May 1, 2024

Out of Debt-Limit Fight, a Bit of Stability on Spending

While provisions to raise the debt limit and create a Congressional deficit reduction committee drew most of the attention in the legislation that allowed the government to narrowly avert a default, House and Senate leaders also used the measure to establish federal spending limits for the next two years.

Lawmakers are still likely to clash over just how the money is parceled out to various agencies and the Pentagon. But members of both parties say the bipartisan compromise on overall spending makes it unlikely that an impasse will push Congress back to the brink of closing the government in a repeat of the April showdown that ended just hours before federal money ran out. The current fiscal year ends Sept. 30.

“It substantially reduces the risk of a shutdown fight,” said Representative Chris Van Hollen of Maryland, the senior Democrat on the Budget Committee, who added that the prospect of spending certainty helped him sell the debt limit agreement to his fellow Democrats.

In the debt limit bill, Congress allotted $1.043 trillion for spending on federal agencies and national security in 2012, an amount that does not include money for so-called mandatory programs like Medicare.

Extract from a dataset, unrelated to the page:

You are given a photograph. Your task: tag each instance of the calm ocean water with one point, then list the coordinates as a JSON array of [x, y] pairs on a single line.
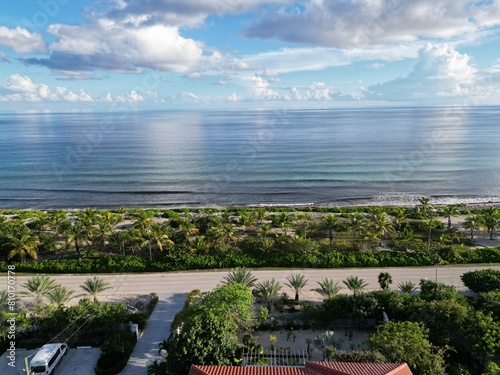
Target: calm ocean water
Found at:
[[323, 157]]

That level is $7 billion less than current spending, but $24 billion more than would be allowed under the budget drafted by Representative Paul D. Ryan, Republican of Wisconsin, and passed by House Republicans earlier this year. The ceiling rises to $1.047 trillion in the 2013 fiscal year, potentially saving Congress from another politically charged spending fight before the midterm elections in November 2012.

With the Congressional appropriations process in a shambles in recent years and the government running for months at a time on stopgap bills, leaders of both parties say the agreement could restore some order.

“It is imperative that the Congress complete these must-pass bills in a timely manner to avoid the harmful, destabilizing effects caused by a delayed and drawn-out appropriations process,” said Representative Harold Rogers, Republican of Kentucky and chairman of the House Appropriations Committee.

Still, obstacles remain. Congress has not passed even one of the 12 spending bills due by Oct. 1. While the new agreement is expected to accelerate consideration of spending measures, the shortage of time means the House and the Senate will probably have to again enact temporary stopgap measures to give lawmakers a chance to assemble the bills and bring them to the floor.

At the same time, some conservative activists are pressing House Republicans to insist on lower overall spending totals, noting that the debt limit legislation established ceilings but does not require that all the money be spent.

In an internal survey released last week, the conservative House Republican Study Committee asked its members to weigh in with their views on the new spending levels and how conservatives can use the coming spending deadline as leverage to continue to push for cuts.

But Mr. Rogers and House Republican leaders like Representative Eric Cantor of Virginia, the majority leader, are advocating that Republicans abide by the new agreement and not try to force lower spending.

“While all of us would like to have seen a lower discretionary appropriations ceiling for the upcoming fiscal year, the debt limit agreement did set a level of spending that is a real cut from the current year level,” Mr. Cantor said in a recent memorandum to his colleagues. “I believe it is in our interest to enact into law full-year appropriations bills at this new lower level.”

The Republican leadership would also like to focus most of its firepower on the new deficit reduction committee created under the debt limit deal and its efforts to find $1.2 trillion or more in savings over the next decade — a process with the potential for a bigger budgetary impact than another protracted tussle over just a few billion dollars in annual spending. The spending fights are taking a definite toll on the public’s view of Congress, according to recent polls.

Mr. Van Hollen and other Democrats noted that a push for cuts below the newly established levels would make Republicans look as though they were reneging, since the leadership negotiated the spending agreement and it was backed by most House Republicans as part of the legislation to break the debt limit impasse.

Even with the agreement on the so-called top-line dollar figure, Democrats and some Republicans say the spending restraints will force difficult choices since real spending would be reduced for agencies that have already absorbed a first round of cuts in the spending deal struck last April.

Aides have already begun trying to identify programs that can be trimmed back, and they predict that the House and Senate will face tough negotiations over spending on individual programs.

Efforts to add contentious policy provisions to the spending measures are also expected to set off partisan disputes. House Republicans have shown a determination to try to use the spending measures to block implementation of the new health care law, limit regulatory efforts by the Environmental Protection Agency and other agencies, and impose other restrictions on the Obama administration. While those fights could be messy, top lawmakers and aides do no expect them to prompt a government shutdown.